The ITV documentary Dying to be Thin, last Thursday, showed how seriously some girls take photographs of themselves. The programme-makers tampererd with pictures of six-year-old ballet-dancers in leotards, fattening and thinning them and asking the subjects which they preferred. All but one selected their thinnest version, numbered ‘1’ in each case, which prejudiced the experiment. The pictures should have been mixed up to ensure the girls weren’t choosing ‘1’ for other reasons. The girl who didn’t choose Picture No1 should have been interviewed. What sort of person was she? The grown-up svelt presenter and wheel-on expert should not have been seen, as they had clearly dressed up and beautified themselves for the camera. What they had to say was not enhanced by seeing them. On the contrary, by being seen, coiffed, made up and lovely, they detracted from the message of encouraging young girls to worry less about what they looked like. The adult females clearly did.
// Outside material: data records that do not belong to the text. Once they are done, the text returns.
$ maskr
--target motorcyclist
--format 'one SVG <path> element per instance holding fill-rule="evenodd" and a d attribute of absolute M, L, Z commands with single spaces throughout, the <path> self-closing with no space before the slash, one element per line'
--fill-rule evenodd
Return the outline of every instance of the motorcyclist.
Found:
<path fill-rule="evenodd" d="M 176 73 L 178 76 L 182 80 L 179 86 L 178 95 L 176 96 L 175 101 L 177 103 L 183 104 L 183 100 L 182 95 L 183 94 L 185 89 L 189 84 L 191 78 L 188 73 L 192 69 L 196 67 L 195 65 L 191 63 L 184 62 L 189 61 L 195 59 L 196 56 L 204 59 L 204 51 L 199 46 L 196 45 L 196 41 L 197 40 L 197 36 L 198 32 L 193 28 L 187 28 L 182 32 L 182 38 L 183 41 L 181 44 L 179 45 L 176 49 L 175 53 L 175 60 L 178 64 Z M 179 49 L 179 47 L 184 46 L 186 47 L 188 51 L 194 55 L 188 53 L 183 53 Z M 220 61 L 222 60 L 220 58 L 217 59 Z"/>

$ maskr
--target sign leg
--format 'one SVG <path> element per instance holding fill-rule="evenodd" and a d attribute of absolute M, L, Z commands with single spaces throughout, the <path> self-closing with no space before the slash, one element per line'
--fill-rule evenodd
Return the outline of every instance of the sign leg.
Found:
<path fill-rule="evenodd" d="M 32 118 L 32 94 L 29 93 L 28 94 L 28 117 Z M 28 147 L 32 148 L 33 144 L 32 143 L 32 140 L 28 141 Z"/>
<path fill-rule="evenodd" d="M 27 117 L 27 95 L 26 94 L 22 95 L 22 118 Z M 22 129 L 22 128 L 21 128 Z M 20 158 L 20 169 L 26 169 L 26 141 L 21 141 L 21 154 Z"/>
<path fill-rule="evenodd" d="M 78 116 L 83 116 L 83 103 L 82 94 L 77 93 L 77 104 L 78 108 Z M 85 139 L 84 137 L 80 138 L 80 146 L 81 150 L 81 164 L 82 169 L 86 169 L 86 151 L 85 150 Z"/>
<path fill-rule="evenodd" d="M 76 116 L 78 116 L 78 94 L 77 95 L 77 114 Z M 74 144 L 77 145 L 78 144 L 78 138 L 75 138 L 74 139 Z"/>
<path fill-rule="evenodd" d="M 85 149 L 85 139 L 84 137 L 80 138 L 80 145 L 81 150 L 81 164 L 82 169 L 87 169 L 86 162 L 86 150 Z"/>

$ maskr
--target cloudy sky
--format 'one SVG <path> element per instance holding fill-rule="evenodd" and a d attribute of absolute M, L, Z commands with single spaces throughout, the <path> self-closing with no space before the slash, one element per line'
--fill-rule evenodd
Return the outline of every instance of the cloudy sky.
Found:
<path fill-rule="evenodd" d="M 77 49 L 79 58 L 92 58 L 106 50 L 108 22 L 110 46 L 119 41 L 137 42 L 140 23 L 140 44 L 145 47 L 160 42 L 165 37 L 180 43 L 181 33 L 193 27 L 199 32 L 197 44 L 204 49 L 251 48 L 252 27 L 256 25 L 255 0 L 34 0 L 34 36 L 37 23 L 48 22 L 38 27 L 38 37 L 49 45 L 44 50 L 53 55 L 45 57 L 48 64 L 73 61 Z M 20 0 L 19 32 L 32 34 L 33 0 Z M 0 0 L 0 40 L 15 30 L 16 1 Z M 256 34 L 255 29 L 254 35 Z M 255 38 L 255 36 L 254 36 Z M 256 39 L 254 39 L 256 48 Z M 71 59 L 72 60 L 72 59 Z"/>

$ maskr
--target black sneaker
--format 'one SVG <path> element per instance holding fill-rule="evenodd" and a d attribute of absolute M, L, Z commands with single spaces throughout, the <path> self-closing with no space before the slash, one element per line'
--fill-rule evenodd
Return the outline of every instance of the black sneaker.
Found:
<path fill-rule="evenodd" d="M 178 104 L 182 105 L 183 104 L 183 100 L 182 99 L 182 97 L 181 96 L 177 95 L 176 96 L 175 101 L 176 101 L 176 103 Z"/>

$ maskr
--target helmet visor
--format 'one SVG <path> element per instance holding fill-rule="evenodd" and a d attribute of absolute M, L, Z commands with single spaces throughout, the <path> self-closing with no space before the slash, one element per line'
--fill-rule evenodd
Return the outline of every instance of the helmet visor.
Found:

The singing cellist, fighting her eating disorder in the Royal Bethlem Hospital, has not yet learnt John Dowland’s song Praise Blindness Eyes (for seeing is deceit) because it is in The Second Book of Ayres and we are tackling the Fourth, published in 1612. Music’s not about what we look like, I say, unless you are a pop star constrained to making a video every time you want to issue a single. Television ruins music and its overblown importance encourages the idea that anything not on the box is worthless. I once took part in an experiment where everybody walked around in pitch black as if they were blind. Everyone sounds sexy in the dark, I say, and you engage in coy exchanges with potential lovers. They may all have hair lips and facial surgery but fantasy precludes this thought. Imagination runs riot. Life isn't all bad for blind people. And they are spared television.
John Cage once went on a game show to perform his piece Water Walk.
There is no sense in which he is trying to impress the camera and he is not shy of ridicule. ‘Laughter is preferable to tears,’ he replies to the presenter’s suggestion that the audience might scoff. Cage beams benignly. He took neither television nor himself too seriously.